The following year, during the #FeesMustFall student protests, she was appointed the Chancellor of the Tshwane University of Technology, a primarily ceremonial position; she remained Chancellor as of November 2021.

=== Health MEC: 2017–2019 ===
In February 2017, Ramokgopa was returned to her earlier position as Gauteng MEC for Health, this time by Premier David Makhura. She succeeded Qedani Mahlangu, who had resigned shortly after the Life Esidimeni scandal broke.' Upon taking office, Ramokgopa promised of the tragedy that her department would "reflect on this experience, as difficult as it is, and find ways to restore the confidence of our people in our health system". In the May 2019 general election she was not re-elected to a seat in the Gauteng provincial legislature and she vacated her seat on the Executive Council.

== Career in the ANC ==

=== Provincial Executive Committee: 2010–2018 ===
In May 2010, while still Tshwane Mayor, Ramokgopa was elected Deputy Provincial Chairperson of the ANC in Gauteng, deputising Paul Mashatile. She beat Bafana Sibisi to be elected to the position, receiving 513 votes against Sibisi's 364, and was viewed as having run on an informal slate aligned to Mashatile. At the party's next provincial elective conference in October 2014, she was elected ANC Deputy Provincial Secretary, serving under Hope Papo, and completed a four-year term in that office before she was succeeded by Nomantu Nkomo-Ralehoko in 2018.

=== Secretary-General's office: 2022 ===
At the ANC's 54th National Conference in December 2017, Ramokgopa was elected to the party's National Executive Committee (NEC). She was later co-opted onto the NEC's National Working Committee. In 2022 she assumed additional duties at the ANC's headquarters at Luthuli House: as ANC Secretary-General Ace Magashule was suspended and Deputy Secretary-General Jessie Duarte was ill, she was recruited as a coordinator in the Secretary-General's office to assist acting Secretary-General Paul Mashatile (who was simultaneously fulfilling his main role as Treasurer-General). Ramokgopa was generally described as a political ally of incumbent national President and ANC President Cyril Ramaphosa.

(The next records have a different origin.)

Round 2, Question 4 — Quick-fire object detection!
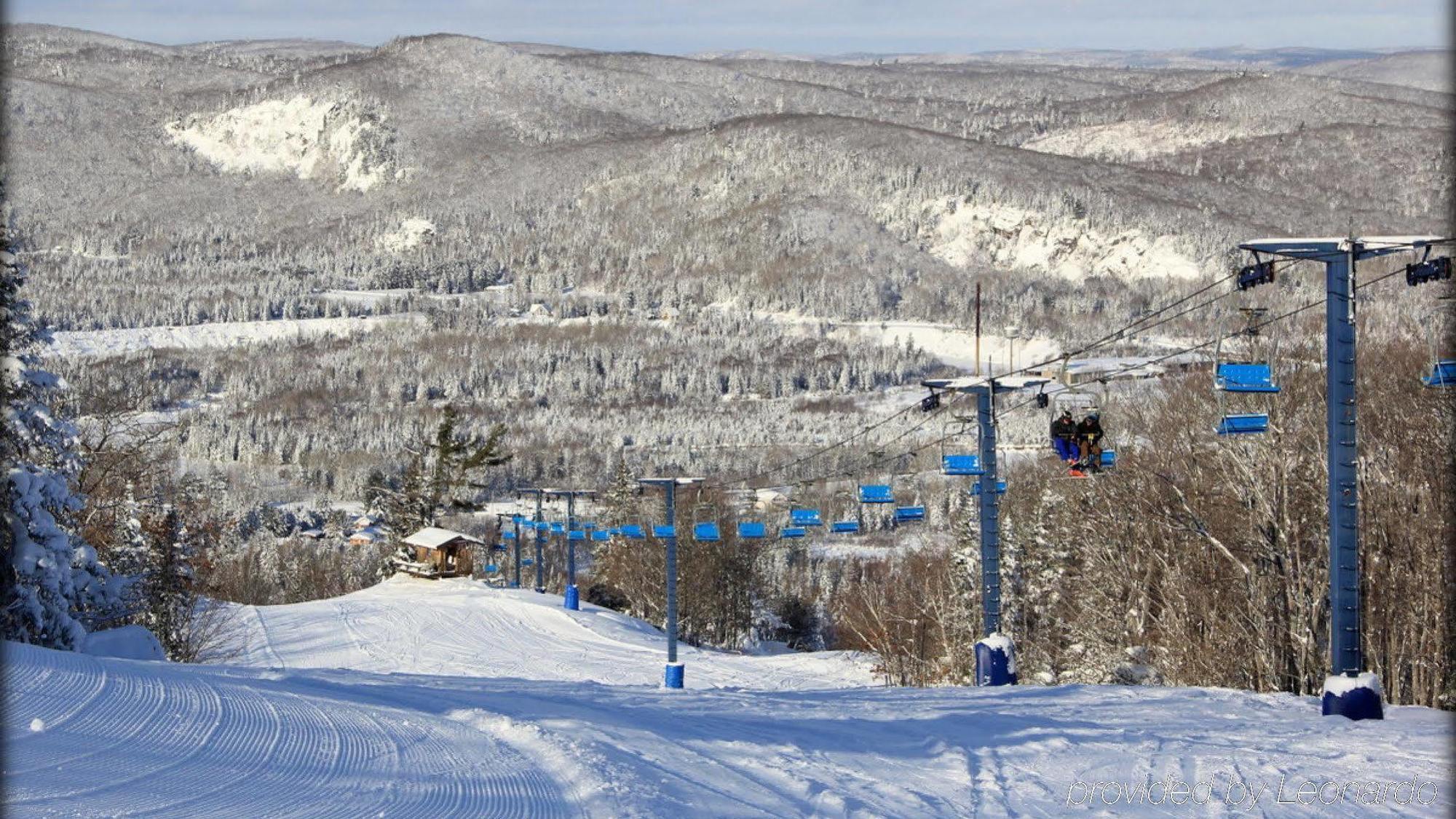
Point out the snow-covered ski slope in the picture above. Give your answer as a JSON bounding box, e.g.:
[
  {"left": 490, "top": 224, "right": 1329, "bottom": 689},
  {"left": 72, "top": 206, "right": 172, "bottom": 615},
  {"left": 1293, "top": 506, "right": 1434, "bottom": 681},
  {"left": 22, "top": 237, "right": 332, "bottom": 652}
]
[
  {"left": 232, "top": 571, "right": 875, "bottom": 691},
  {"left": 4, "top": 582, "right": 1456, "bottom": 818}
]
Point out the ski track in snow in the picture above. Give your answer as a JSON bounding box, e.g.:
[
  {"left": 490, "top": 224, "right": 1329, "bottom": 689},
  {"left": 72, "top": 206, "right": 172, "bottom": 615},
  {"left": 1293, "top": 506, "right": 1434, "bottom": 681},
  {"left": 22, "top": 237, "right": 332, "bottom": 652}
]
[{"left": 3, "top": 579, "right": 1456, "bottom": 818}]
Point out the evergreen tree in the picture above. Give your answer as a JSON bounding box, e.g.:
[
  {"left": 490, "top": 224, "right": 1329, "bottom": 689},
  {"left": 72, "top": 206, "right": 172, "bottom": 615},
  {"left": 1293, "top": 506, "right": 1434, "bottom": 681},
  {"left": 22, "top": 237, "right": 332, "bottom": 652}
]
[
  {"left": 141, "top": 506, "right": 197, "bottom": 660},
  {"left": 0, "top": 221, "right": 114, "bottom": 649}
]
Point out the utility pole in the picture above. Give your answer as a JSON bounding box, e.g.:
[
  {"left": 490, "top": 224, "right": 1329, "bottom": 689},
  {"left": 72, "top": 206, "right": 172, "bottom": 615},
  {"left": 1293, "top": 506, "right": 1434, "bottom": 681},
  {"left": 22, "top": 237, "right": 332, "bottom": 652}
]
[
  {"left": 546, "top": 490, "right": 597, "bottom": 611},
  {"left": 638, "top": 478, "right": 702, "bottom": 688},
  {"left": 976, "top": 281, "right": 981, "bottom": 376},
  {"left": 520, "top": 490, "right": 546, "bottom": 595},
  {"left": 1239, "top": 236, "right": 1440, "bottom": 720}
]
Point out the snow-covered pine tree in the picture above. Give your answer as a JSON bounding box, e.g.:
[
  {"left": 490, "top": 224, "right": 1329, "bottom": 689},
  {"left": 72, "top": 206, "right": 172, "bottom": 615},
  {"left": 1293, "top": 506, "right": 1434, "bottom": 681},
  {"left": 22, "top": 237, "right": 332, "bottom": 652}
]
[
  {"left": 0, "top": 220, "right": 115, "bottom": 649},
  {"left": 141, "top": 506, "right": 197, "bottom": 662}
]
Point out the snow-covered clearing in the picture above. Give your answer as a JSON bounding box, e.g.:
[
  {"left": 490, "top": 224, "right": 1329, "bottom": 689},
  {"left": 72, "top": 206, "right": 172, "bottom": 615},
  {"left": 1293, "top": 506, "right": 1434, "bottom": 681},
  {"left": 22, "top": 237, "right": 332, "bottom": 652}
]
[
  {"left": 1021, "top": 119, "right": 1278, "bottom": 162},
  {"left": 48, "top": 313, "right": 421, "bottom": 357},
  {"left": 233, "top": 574, "right": 875, "bottom": 689},
  {"left": 166, "top": 95, "right": 405, "bottom": 191},
  {"left": 885, "top": 197, "right": 1203, "bottom": 280},
  {"left": 4, "top": 579, "right": 1456, "bottom": 818},
  {"left": 740, "top": 312, "right": 1061, "bottom": 371}
]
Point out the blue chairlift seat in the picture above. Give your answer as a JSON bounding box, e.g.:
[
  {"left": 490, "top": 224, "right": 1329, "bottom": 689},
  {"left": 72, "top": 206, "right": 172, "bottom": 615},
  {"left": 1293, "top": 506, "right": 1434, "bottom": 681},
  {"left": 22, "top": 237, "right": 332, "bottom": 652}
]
[
  {"left": 941, "top": 455, "right": 986, "bottom": 475},
  {"left": 789, "top": 509, "right": 824, "bottom": 526},
  {"left": 1219, "top": 413, "right": 1270, "bottom": 436},
  {"left": 971, "top": 481, "right": 1006, "bottom": 496},
  {"left": 859, "top": 484, "right": 895, "bottom": 503},
  {"left": 738, "top": 521, "right": 767, "bottom": 541},
  {"left": 895, "top": 506, "right": 925, "bottom": 523},
  {"left": 1213, "top": 363, "right": 1278, "bottom": 392},
  {"left": 1421, "top": 358, "right": 1456, "bottom": 386}
]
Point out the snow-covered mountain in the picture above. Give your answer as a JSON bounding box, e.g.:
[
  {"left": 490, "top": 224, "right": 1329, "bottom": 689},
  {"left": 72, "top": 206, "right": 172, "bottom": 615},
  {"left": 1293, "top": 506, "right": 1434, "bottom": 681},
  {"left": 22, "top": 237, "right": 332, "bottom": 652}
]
[{"left": 4, "top": 580, "right": 1456, "bottom": 818}]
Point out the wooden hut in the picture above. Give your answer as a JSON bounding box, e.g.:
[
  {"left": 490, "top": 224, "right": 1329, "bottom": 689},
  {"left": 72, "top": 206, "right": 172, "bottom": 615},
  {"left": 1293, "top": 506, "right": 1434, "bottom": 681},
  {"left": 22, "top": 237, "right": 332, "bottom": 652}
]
[{"left": 400, "top": 526, "right": 485, "bottom": 579}]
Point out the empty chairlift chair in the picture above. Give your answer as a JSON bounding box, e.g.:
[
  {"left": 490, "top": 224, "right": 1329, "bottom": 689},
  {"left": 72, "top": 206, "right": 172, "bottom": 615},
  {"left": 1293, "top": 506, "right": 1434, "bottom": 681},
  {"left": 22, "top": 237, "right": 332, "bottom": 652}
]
[
  {"left": 738, "top": 521, "right": 767, "bottom": 541},
  {"left": 859, "top": 484, "right": 895, "bottom": 503},
  {"left": 789, "top": 509, "right": 824, "bottom": 528},
  {"left": 941, "top": 455, "right": 986, "bottom": 475},
  {"left": 1213, "top": 361, "right": 1280, "bottom": 436},
  {"left": 895, "top": 506, "right": 925, "bottom": 523},
  {"left": 1421, "top": 358, "right": 1456, "bottom": 386},
  {"left": 971, "top": 481, "right": 1006, "bottom": 496}
]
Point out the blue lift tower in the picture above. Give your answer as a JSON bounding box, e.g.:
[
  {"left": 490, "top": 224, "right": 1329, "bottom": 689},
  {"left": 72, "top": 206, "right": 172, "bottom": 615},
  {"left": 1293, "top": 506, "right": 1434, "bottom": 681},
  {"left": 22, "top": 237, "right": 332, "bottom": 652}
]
[
  {"left": 920, "top": 376, "right": 1050, "bottom": 685},
  {"left": 638, "top": 478, "right": 702, "bottom": 688},
  {"left": 1239, "top": 236, "right": 1441, "bottom": 720}
]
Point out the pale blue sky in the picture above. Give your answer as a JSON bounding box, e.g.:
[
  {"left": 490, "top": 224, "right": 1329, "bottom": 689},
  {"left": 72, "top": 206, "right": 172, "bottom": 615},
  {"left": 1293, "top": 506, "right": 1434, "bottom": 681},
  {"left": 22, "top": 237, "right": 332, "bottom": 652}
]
[{"left": 6, "top": 0, "right": 1449, "bottom": 54}]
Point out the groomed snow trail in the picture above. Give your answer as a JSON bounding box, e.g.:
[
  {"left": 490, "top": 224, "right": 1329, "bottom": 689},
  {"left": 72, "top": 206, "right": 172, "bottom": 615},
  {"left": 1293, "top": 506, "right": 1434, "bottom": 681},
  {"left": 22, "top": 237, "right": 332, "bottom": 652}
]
[
  {"left": 3, "top": 580, "right": 1456, "bottom": 819},
  {"left": 4, "top": 643, "right": 579, "bottom": 818},
  {"left": 232, "top": 576, "right": 878, "bottom": 691}
]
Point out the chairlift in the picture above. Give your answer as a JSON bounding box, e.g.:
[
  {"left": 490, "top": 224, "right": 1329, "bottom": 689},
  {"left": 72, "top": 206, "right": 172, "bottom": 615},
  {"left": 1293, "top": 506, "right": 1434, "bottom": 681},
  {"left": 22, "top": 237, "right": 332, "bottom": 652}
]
[
  {"left": 1213, "top": 323, "right": 1280, "bottom": 436},
  {"left": 1421, "top": 358, "right": 1456, "bottom": 386},
  {"left": 895, "top": 506, "right": 925, "bottom": 523},
  {"left": 738, "top": 521, "right": 767, "bottom": 541},
  {"left": 941, "top": 455, "right": 986, "bottom": 475},
  {"left": 1405, "top": 255, "right": 1452, "bottom": 287},
  {"left": 789, "top": 509, "right": 824, "bottom": 528},
  {"left": 859, "top": 484, "right": 895, "bottom": 503},
  {"left": 971, "top": 481, "right": 1006, "bottom": 496}
]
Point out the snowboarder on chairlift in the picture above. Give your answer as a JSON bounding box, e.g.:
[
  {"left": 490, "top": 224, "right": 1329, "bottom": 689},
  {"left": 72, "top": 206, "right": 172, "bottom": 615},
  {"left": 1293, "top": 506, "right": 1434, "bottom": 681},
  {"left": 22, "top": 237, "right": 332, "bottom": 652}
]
[
  {"left": 1076, "top": 410, "right": 1102, "bottom": 472},
  {"left": 1051, "top": 410, "right": 1079, "bottom": 467}
]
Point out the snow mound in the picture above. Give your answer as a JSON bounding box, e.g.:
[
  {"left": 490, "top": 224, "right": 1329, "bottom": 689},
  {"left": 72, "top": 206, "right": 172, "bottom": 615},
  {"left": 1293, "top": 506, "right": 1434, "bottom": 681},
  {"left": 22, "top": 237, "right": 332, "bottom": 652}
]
[
  {"left": 82, "top": 625, "right": 167, "bottom": 660},
  {"left": 166, "top": 95, "right": 405, "bottom": 191},
  {"left": 374, "top": 215, "right": 435, "bottom": 253},
  {"left": 891, "top": 197, "right": 1201, "bottom": 280}
]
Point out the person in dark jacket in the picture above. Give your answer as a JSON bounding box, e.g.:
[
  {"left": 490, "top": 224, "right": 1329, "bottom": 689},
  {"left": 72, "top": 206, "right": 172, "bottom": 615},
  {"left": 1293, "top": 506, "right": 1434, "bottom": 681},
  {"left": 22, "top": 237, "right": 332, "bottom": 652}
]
[
  {"left": 1077, "top": 410, "right": 1102, "bottom": 472},
  {"left": 1051, "top": 410, "right": 1079, "bottom": 465}
]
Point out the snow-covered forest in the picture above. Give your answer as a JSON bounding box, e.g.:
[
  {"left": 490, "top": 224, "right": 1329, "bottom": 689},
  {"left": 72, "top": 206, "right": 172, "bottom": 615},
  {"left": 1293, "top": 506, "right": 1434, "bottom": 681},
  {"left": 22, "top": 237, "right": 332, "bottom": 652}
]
[{"left": 3, "top": 25, "right": 1456, "bottom": 719}]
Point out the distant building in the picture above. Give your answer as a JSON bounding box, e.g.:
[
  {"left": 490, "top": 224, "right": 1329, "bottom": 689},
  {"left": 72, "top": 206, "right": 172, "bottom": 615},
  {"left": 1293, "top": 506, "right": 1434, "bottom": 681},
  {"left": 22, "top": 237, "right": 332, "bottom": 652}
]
[{"left": 400, "top": 526, "right": 485, "bottom": 579}]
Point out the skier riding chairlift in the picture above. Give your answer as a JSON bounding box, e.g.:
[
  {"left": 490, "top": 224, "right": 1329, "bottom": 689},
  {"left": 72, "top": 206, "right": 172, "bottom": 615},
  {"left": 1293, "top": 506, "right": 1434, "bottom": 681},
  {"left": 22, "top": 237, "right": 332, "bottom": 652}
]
[{"left": 1051, "top": 408, "right": 1082, "bottom": 477}]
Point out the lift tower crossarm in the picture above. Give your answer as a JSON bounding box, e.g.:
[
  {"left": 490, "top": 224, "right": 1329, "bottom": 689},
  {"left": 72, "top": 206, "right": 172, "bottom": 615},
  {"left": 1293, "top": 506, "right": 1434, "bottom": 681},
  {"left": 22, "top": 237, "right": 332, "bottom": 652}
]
[{"left": 1239, "top": 230, "right": 1450, "bottom": 720}]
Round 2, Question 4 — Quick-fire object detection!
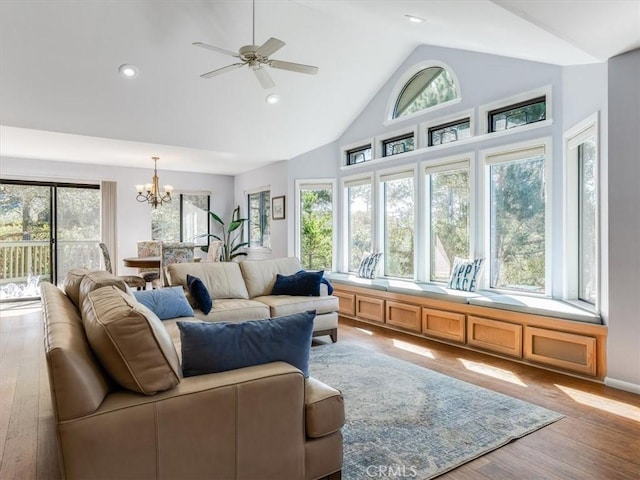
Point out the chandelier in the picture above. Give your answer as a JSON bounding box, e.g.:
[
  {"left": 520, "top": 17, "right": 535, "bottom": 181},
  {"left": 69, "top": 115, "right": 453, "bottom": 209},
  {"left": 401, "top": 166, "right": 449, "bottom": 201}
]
[{"left": 136, "top": 157, "right": 173, "bottom": 208}]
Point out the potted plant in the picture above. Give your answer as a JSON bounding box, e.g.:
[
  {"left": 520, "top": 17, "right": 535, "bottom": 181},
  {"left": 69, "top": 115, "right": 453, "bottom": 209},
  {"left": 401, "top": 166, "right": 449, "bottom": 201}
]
[{"left": 200, "top": 205, "right": 249, "bottom": 262}]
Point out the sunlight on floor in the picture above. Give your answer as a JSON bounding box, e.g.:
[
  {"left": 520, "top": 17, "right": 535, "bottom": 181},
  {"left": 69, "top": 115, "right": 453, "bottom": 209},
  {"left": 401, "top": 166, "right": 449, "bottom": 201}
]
[
  {"left": 392, "top": 339, "right": 436, "bottom": 360},
  {"left": 555, "top": 383, "right": 640, "bottom": 422},
  {"left": 458, "top": 358, "right": 527, "bottom": 387}
]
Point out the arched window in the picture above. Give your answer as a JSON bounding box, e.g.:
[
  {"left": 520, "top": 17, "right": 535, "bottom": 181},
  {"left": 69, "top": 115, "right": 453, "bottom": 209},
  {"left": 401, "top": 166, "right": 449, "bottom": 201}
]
[{"left": 392, "top": 66, "right": 459, "bottom": 118}]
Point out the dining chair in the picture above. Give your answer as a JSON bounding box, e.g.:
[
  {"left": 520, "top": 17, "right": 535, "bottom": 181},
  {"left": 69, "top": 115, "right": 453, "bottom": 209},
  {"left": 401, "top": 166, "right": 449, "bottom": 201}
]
[
  {"left": 153, "top": 242, "right": 196, "bottom": 286},
  {"left": 100, "top": 243, "right": 147, "bottom": 290},
  {"left": 138, "top": 240, "right": 162, "bottom": 282}
]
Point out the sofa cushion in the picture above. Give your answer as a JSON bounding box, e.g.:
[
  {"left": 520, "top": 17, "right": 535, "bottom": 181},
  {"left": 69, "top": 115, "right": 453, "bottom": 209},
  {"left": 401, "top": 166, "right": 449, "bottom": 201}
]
[
  {"left": 304, "top": 377, "right": 344, "bottom": 438},
  {"left": 178, "top": 311, "right": 316, "bottom": 377},
  {"left": 63, "top": 268, "right": 90, "bottom": 309},
  {"left": 188, "top": 274, "right": 213, "bottom": 315},
  {"left": 82, "top": 286, "right": 180, "bottom": 395},
  {"left": 78, "top": 270, "right": 131, "bottom": 308},
  {"left": 254, "top": 295, "right": 338, "bottom": 317},
  {"left": 168, "top": 262, "right": 249, "bottom": 300},
  {"left": 271, "top": 270, "right": 324, "bottom": 297},
  {"left": 240, "top": 257, "right": 300, "bottom": 298},
  {"left": 133, "top": 287, "right": 193, "bottom": 320}
]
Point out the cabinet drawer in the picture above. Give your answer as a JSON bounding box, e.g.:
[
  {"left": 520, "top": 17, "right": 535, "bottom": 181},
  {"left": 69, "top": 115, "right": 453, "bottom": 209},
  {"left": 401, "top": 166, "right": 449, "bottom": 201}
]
[
  {"left": 524, "top": 327, "right": 596, "bottom": 376},
  {"left": 422, "top": 307, "right": 465, "bottom": 343},
  {"left": 387, "top": 300, "right": 421, "bottom": 332},
  {"left": 356, "top": 295, "right": 384, "bottom": 323},
  {"left": 333, "top": 290, "right": 356, "bottom": 317},
  {"left": 467, "top": 315, "right": 522, "bottom": 358}
]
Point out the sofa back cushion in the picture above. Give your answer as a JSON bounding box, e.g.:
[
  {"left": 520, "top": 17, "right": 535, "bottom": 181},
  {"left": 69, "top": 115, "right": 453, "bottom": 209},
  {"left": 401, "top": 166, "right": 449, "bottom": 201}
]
[
  {"left": 169, "top": 262, "right": 249, "bottom": 301},
  {"left": 240, "top": 257, "right": 300, "bottom": 298},
  {"left": 40, "top": 283, "right": 112, "bottom": 421},
  {"left": 82, "top": 286, "right": 182, "bottom": 395}
]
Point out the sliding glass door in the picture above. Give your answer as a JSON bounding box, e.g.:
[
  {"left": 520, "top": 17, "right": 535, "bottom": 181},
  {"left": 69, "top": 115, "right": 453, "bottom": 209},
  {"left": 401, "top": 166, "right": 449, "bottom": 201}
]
[{"left": 0, "top": 180, "right": 100, "bottom": 300}]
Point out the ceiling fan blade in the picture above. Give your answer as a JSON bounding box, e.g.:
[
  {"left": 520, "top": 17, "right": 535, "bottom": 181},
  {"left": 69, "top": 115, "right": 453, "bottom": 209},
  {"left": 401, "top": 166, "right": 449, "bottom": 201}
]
[
  {"left": 191, "top": 42, "right": 240, "bottom": 57},
  {"left": 256, "top": 37, "right": 285, "bottom": 57},
  {"left": 252, "top": 67, "right": 276, "bottom": 89},
  {"left": 200, "top": 63, "right": 245, "bottom": 78},
  {"left": 269, "top": 60, "right": 318, "bottom": 75}
]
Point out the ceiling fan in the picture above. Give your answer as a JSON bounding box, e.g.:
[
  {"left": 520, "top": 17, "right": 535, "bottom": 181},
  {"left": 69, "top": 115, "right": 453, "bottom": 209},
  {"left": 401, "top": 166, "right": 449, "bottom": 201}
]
[{"left": 193, "top": 0, "right": 318, "bottom": 88}]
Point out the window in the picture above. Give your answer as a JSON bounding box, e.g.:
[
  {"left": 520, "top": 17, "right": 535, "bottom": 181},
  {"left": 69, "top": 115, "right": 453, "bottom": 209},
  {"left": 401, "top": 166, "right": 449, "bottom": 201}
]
[
  {"left": 380, "top": 171, "right": 415, "bottom": 278},
  {"left": 565, "top": 115, "right": 600, "bottom": 309},
  {"left": 392, "top": 67, "right": 458, "bottom": 118},
  {"left": 489, "top": 96, "right": 547, "bottom": 132},
  {"left": 425, "top": 160, "right": 470, "bottom": 282},
  {"left": 382, "top": 133, "right": 414, "bottom": 157},
  {"left": 297, "top": 182, "right": 334, "bottom": 270},
  {"left": 427, "top": 118, "right": 471, "bottom": 147},
  {"left": 247, "top": 190, "right": 271, "bottom": 248},
  {"left": 486, "top": 142, "right": 547, "bottom": 293},
  {"left": 151, "top": 193, "right": 210, "bottom": 245},
  {"left": 345, "top": 144, "right": 372, "bottom": 165},
  {"left": 345, "top": 178, "right": 373, "bottom": 272}
]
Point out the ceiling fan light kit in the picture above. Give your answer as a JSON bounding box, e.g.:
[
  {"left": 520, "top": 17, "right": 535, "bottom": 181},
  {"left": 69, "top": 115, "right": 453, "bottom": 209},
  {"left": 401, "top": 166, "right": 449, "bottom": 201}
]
[{"left": 193, "top": 0, "right": 318, "bottom": 89}]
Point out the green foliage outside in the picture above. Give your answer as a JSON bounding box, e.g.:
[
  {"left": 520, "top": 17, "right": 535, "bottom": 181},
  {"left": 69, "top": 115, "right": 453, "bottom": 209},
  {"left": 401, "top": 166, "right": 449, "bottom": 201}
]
[{"left": 300, "top": 190, "right": 333, "bottom": 270}]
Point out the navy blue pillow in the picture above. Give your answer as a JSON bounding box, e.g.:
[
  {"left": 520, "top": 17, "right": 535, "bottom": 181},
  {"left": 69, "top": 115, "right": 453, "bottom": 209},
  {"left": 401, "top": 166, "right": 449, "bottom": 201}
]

=== ANC Treasurer-General: 2022– ===
Ahead of the ANC's 55th National Conference, Ramokgopa was viewed as a likely candidate for the position of ANC Secretary-General. In October 2022, she was listed as the preferred Treasurer-General on a slate of candidates endorsed and circulated by figures in the party's pro-Ramaphosa faction. During the nominations phase, however, local party branches were not sufficiently supportive of her campaign for her to appear on the provisional ballot.

When the conference began in December 2022, Ramokgopa received two last-minute nominations from the floor of the conference. She declined a nomination to stand as Deputy Secretary-General, but accepted a nomination to stand as Treasurer-General. On 19 December, it was announced that she had won the election with 41.76% of the vote in a crowded race: she received 1,809 votes, compared with 1,652 to Pule Mabe, 590 to Bejani Chauke, and 281 to Mzwandile Masina.

== Personal life ==
She is married to Allen Lephoko, with whom she has three children.